I'm working on Convolution Tasnet, model size I made is about 5.05 million variables.
I want to train this using custom training loops, and the problem is,
for i, (input_batch, target_batch) in enumerate(train_ds): # each shape is (64, 32000, 1)
with tf.GradientTape() as tape:
predicted_batch = cv_tasnet(input_batch, training=True) # model name
loss = calculate_sisnr(predicted_batch, target_batch) # some custom loss
trainable_vars = cv_tasnet.trainable_variables
gradients = tape.gradient(loss, trainable_vars)
cv_tasnet.optimizer.apply_gradients(zip(gradients, trainable_vars))
This part exhausts all the gpu memory (24GB available)..
When I tried without tf.GradientTape() as tape,
for i, (input_batch, target_batch) in enumerate(train_ds):
predicted_batch = cv_tasnet(input_batch, training=True)
loss = calculate_sisnr(predicted_batch, target_batch)
This uses reasonable amount of gpu memory(about 5~6GB).
I tried the same format of tf.GradientTape() as tape for the basic mnist data, then it works without problem.
So would the size matter? but same error arises when I lowered BATCH_SIZE to 32 or smaller.

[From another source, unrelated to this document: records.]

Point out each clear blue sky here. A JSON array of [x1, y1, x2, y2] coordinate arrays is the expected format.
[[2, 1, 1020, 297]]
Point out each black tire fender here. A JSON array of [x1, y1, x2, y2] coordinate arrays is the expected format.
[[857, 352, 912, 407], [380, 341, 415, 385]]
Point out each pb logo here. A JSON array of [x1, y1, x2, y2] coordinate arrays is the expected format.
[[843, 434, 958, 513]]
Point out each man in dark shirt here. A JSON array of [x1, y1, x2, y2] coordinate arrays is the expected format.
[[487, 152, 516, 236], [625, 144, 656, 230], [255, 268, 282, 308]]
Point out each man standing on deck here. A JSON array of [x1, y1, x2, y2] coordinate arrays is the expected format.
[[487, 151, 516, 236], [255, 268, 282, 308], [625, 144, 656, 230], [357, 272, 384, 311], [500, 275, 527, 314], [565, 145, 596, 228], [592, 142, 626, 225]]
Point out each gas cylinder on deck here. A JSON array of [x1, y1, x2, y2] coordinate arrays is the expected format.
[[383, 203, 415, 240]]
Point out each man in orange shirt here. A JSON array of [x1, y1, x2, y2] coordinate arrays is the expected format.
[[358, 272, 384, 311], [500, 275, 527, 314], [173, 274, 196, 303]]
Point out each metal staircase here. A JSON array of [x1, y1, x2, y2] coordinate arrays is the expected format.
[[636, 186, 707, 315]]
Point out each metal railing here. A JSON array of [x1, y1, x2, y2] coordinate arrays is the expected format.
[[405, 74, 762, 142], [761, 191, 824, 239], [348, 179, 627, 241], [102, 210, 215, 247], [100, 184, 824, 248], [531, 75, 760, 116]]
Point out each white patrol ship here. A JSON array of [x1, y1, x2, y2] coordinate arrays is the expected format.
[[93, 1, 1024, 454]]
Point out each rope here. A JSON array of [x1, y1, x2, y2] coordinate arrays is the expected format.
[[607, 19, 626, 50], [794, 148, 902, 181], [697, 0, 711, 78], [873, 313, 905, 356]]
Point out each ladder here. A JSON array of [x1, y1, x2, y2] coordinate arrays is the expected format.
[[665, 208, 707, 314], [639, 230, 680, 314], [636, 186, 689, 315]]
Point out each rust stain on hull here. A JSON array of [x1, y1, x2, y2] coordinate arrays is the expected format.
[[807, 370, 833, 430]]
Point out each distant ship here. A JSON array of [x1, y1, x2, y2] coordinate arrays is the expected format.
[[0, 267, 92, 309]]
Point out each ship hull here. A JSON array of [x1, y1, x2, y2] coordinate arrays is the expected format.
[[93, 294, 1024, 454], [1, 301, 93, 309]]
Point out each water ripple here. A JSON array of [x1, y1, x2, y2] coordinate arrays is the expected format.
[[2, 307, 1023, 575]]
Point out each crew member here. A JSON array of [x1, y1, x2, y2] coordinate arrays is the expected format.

Why the 1st code block exhausts all the gpu memory?
Of course I put
gpus = tf.config.experimental.list_physical_devices('GPU')
if gpus:
try:
# Currently, memory growth needs to be the same across GPUs
for gpu in gpus:
tf.config.experimental.set_memory_growth(gpu, True)
except RuntimeError as e:
# Memory growth must be set before GPUs have been initialized
print(e)
this code at the very first cell.
CodePudding user response:
Gradient tape triggers automatic differentiation which requires tracking gradients on all your weights and activations. Autodiff requires multiples more memory. This is normal. You'll have to manually tune your batch size until you find one that works, then tune your LR. Usually tune just means guess & check or grid search. (I am working on a product to do all of that for you but I'm not here to plug it).